Um dique da mineradora Vale se rompeu neste domingo (25/1), entre as cidades de Congonhas e Ouro Preto, em Minas Gerais.

A água chegou a cerca de 1,5 m de altura, interrompeu a captação de água e paralisou as operações da Companhia Siderúrgica Nacional (CSN), que possui uma represa nas proximidades.

O rompimento acontece no dia em que a tragédia de Brumadinho, também em Minas Gerais, completou 7 anos.

Cerca de 200 trabalhadores que estavam no local, neste domingo, foram retirados em segurança.

Segundo informações, a represa da CSN estaria segurando a água proveniente do rompimento, evitando o agravamento da situação.

De acordo com a Vale, o ocorrido não tem qualquer relação com as barragens da empresa na região, que seguem sem alterações nas suas condições de estabilidade e segurança e monitoradas 24 horas por dia, 7 dias por semana.

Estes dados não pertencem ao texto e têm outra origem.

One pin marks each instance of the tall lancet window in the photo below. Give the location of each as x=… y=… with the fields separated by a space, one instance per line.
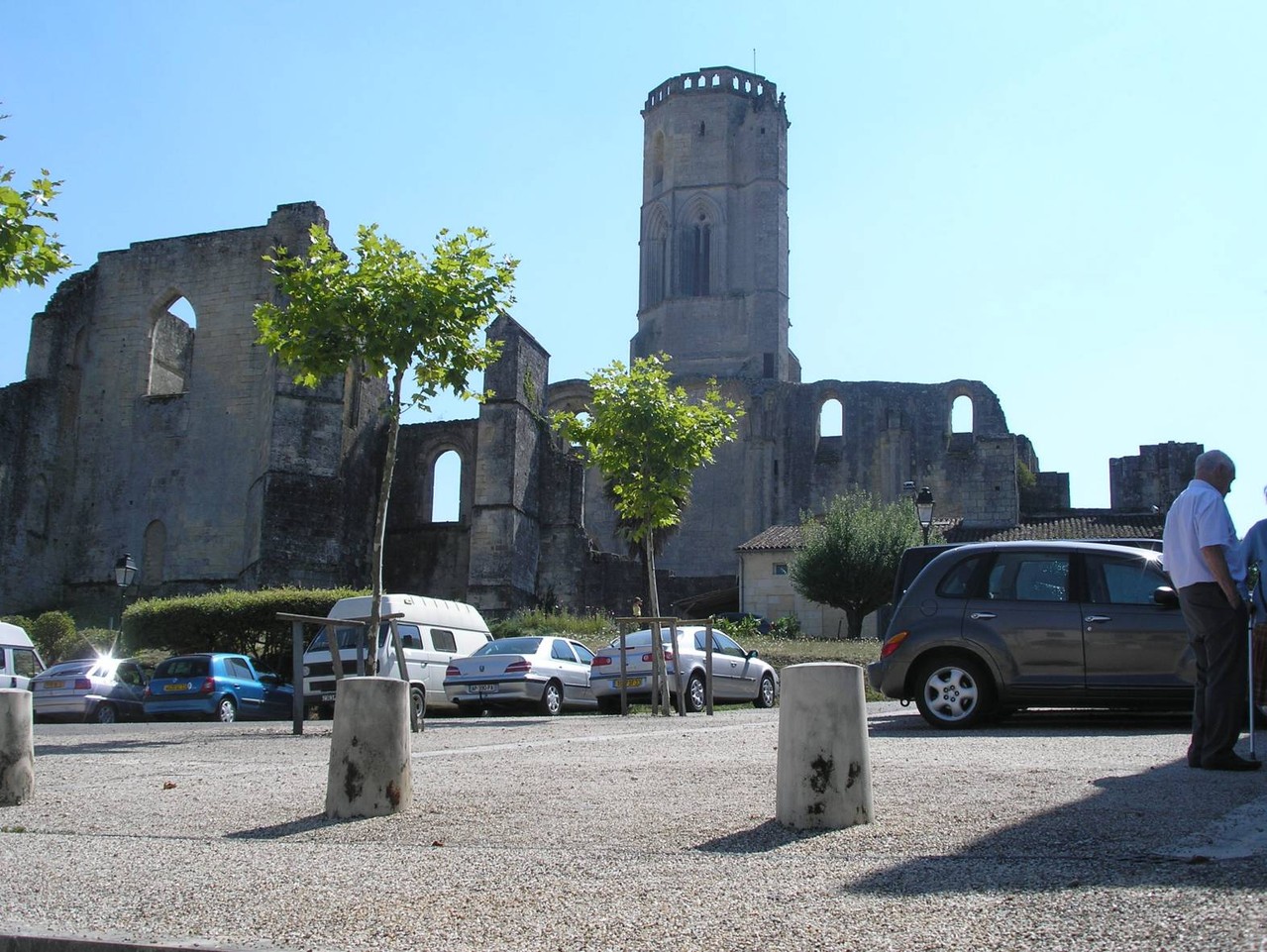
x=700 y=259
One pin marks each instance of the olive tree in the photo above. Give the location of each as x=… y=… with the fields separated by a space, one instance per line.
x=849 y=556
x=648 y=438
x=28 y=252
x=390 y=312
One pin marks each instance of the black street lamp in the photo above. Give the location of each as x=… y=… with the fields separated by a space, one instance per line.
x=924 y=510
x=124 y=572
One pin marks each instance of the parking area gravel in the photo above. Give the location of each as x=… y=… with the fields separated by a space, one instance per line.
x=1049 y=830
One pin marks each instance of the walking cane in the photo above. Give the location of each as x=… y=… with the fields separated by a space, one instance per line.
x=1253 y=756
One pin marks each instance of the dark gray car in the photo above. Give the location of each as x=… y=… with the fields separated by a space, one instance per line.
x=998 y=626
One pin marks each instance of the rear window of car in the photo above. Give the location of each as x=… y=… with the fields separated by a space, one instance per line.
x=511 y=645
x=182 y=669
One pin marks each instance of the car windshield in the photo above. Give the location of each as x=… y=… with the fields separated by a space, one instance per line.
x=68 y=669
x=511 y=645
x=643 y=639
x=182 y=669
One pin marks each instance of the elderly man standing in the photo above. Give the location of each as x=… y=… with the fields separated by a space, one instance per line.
x=1200 y=549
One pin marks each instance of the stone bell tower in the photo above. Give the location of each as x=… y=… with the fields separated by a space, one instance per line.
x=713 y=244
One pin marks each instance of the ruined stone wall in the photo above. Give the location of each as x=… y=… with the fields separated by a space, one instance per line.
x=181 y=444
x=1153 y=478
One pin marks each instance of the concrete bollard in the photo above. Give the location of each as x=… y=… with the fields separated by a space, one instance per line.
x=822 y=779
x=369 y=752
x=17 y=747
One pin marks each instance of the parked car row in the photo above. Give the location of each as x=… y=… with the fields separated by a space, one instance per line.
x=552 y=672
x=216 y=685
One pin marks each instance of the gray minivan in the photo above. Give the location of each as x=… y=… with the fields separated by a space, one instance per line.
x=999 y=626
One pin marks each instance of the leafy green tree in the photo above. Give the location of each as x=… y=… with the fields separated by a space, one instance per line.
x=849 y=557
x=28 y=253
x=388 y=312
x=57 y=638
x=648 y=438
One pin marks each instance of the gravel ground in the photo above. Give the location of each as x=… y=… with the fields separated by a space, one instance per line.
x=1045 y=832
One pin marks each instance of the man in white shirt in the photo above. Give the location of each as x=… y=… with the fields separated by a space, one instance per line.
x=1199 y=547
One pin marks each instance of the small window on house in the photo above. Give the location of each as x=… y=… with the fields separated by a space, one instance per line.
x=171 y=349
x=446 y=484
x=443 y=640
x=831 y=418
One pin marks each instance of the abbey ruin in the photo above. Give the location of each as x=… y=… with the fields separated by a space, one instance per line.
x=181 y=443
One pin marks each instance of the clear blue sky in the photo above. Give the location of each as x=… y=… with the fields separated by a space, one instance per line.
x=1062 y=199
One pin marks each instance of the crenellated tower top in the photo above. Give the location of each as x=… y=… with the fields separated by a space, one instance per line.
x=718 y=78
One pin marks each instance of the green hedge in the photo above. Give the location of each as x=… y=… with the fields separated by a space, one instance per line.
x=227 y=621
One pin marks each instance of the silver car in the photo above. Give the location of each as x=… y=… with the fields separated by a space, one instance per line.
x=100 y=689
x=546 y=672
x=991 y=628
x=736 y=675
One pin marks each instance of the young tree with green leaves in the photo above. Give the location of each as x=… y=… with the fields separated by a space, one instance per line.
x=849 y=557
x=648 y=438
x=28 y=253
x=388 y=312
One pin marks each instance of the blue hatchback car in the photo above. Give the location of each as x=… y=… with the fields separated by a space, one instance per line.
x=218 y=686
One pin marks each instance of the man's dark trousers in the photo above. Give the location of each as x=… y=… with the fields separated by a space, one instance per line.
x=1219 y=638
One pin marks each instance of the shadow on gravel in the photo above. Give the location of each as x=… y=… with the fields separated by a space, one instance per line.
x=103 y=747
x=287 y=829
x=1111 y=838
x=1039 y=723
x=761 y=839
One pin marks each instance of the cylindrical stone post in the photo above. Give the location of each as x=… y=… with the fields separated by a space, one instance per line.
x=822 y=780
x=369 y=752
x=17 y=748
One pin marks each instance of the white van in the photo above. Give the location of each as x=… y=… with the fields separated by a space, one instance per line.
x=19 y=661
x=432 y=631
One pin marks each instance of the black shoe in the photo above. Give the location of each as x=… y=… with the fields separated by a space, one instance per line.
x=1231 y=762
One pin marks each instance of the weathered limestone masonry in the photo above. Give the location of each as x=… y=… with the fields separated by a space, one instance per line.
x=185 y=445
x=180 y=444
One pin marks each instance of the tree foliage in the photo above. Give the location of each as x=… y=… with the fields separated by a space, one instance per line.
x=648 y=438
x=385 y=313
x=849 y=557
x=245 y=622
x=28 y=252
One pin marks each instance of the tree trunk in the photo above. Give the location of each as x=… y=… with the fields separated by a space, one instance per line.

“A Vale esclarece que, na madrugada deste domingo (25), houve extravasamento de água com sedimentos de uma cava da mina de Fábrica, em Ouro Preto (MG). O fluxo alcançou algumas áreas de uma empresa. Pessoas e a comunidade da região não foram afetadas. Como é praxe nessas situações, a Vale já comunicou os órgãos competentes e prioriza a proteção das pessoas, comunidades e meio ambiente. As causas do extravasamento de água estão sendo apuradas”, diz o texto.